We are interested in
How do annual members and casual riders use Divvy bikes differently?
Data
We will use DIVVY’s historical trip data to analyze and identify trends. Available at - https://divvy-tripdata.s3.amazonaws.com/index.html
For the purposes of this case study, the datasets are appropriate and will enable you to answer the business questions. The data has been made available by Motivate International Inc. under this license.) This is public data that you can use to explore how different customer types are using DIVVY bikes. But note that data-privacy issues prohibit you from using riders’ personally identifiable information. This means that you won’t be able to connect pass purchases to credit card numbers to determine if casual riders live in the DIVVY service area or if they have purchased multiple single passes.
Data collection
The above data repository has different CSV files, we will pull the required data for our study. Here are the different CSV files and their details.
-
yyyymm-divvy-tripdata.csv –each such file is holding 1 month of ride share data ( from 04/2020 – 05/2021 , there are 14 files as of today). The fields in the data table are very much self-explanatory ( ride_id, rideable_type, started_at, ended_at, start_station_name, start_station_id, end_station_name, end_station_id, start_lat, start_lng, end_lat, end_lng, member_casual) we will use 12 files which is one complete year.
-
Divvy_Trips_yyyy_Qx.csv- such files containing more details about trip ( trip_id, starttime, stoptime, bikeid, tripduration, from_station_id, from_station_name, to_station_id, to_station_name, usertype, gender, birthyear) data (from 2013 up to Q1 2020)– We will not use this data because of 2 main reasons. First, these files are having redundant and old information, previous group was having latest files. Secondly, these files are having some of the demographics information about the tripper which is useful but that data is only collected for the members so it will not be helpful for comparative analysis. So, we will not use it.
-
Divvy_Stations_yyyy-QxQx.xls- These files containing the information about the bike stations (id, name, latitude, longitude, dpcapacity, online date) This information is not latest either so we may not be able to use it.
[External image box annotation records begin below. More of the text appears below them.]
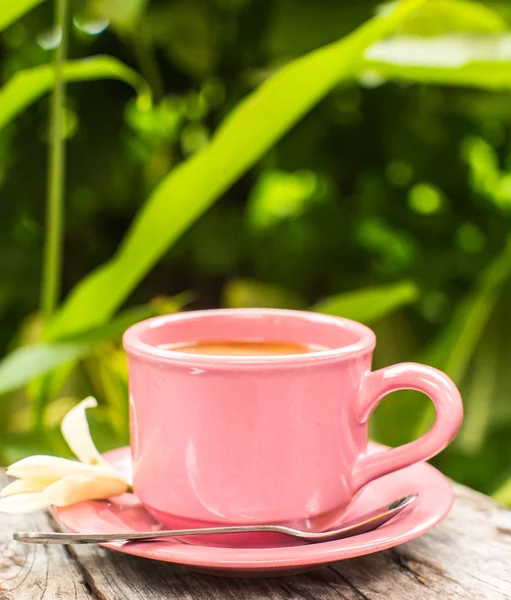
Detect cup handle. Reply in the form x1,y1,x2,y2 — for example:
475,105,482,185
354,363,463,491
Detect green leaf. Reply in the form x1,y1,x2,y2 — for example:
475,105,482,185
89,0,148,32
421,238,511,383
492,477,511,507
0,56,151,128
312,281,419,324
222,279,305,309
415,237,511,437
359,35,511,90
399,0,509,36
0,306,156,394
44,0,424,337
0,0,43,31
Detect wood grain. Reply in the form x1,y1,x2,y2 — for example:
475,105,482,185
0,472,511,600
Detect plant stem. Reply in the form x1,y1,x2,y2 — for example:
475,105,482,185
41,0,69,318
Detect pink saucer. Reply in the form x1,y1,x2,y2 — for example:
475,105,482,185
54,443,453,577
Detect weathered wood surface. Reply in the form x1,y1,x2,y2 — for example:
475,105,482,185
0,473,511,600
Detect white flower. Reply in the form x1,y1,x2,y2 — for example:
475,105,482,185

Strategies to handle NULL value
Before doing any operation on data I have checked the data has may missing values.
-
End station details missing ( ID, name , lat, long) - It is not easy to fill the values for end station ( ID, name , lat, long) but if we assume the bikes were returned at the same station after the trip for these cases we can fill those values.
-
Start station details missing ( ID, name ) - In the case of start station we do not have the lat, long missing for any record. so it is better if we can fill the station name and id from a master list of station.
There are many solutions, dropping the data is not easy decision, this
may skew the analysis.We will take this decision after
* Easy solution- just remove the rows with null values and move on, in
that case we may loose some important records which should be recorded.
* Wise solution- Another approach could be to analyse each column and
missing fields, use some logic and assumptions to fill those. For this
let’s first develop a simple data frame (Bike_Stations) which contain
Station ID, Station Name and lat, long from the trip data. and use this
information to fill absolute or approx station details. After analyzing
the missing value records we can see the lat long are captured in 2 or 3
decimal digits. We do not know how these values are truncated / rounded
so we use iterative approach to find out the approximate values of start
stations. We will include lat long values for 3, 2, and 1 decimal places
and try to fill values using one after the other.
Due to interest of the time and question we are trying to solve, let’s choose the Easy solution for handling the null values from the data. Later we may try filling missing values with other solution also.
Data pre-processing steps
Following steps needs to be performed on the unzipped 12 months of data downloaded in the form of csv files (file naming would be yyyymm-divvy-tripdata.csv)
Step 0 (Manual)-
Download and unzip the trip data files in a folder in my case I have placed it in “02_Data/DataRaw” folder under my working directory.
Step 1 (Using R)-
Here we need to pre-process the CSV files.
-
Remove NA records as mentioned above.
-
Include new columns for Weekday, Month, Dayof month, Pickup date, pickup time, ride duration,ride distance.
-
Drop some of the columns ride_id, end_station_id, start_station_id
-
Write the CSV files in “02_Data/Preprocessed_1” folder
# Set the data directory path
## CHANGE ME ##
setwd("D:/MyDataProjects/Divvy_bikesharing")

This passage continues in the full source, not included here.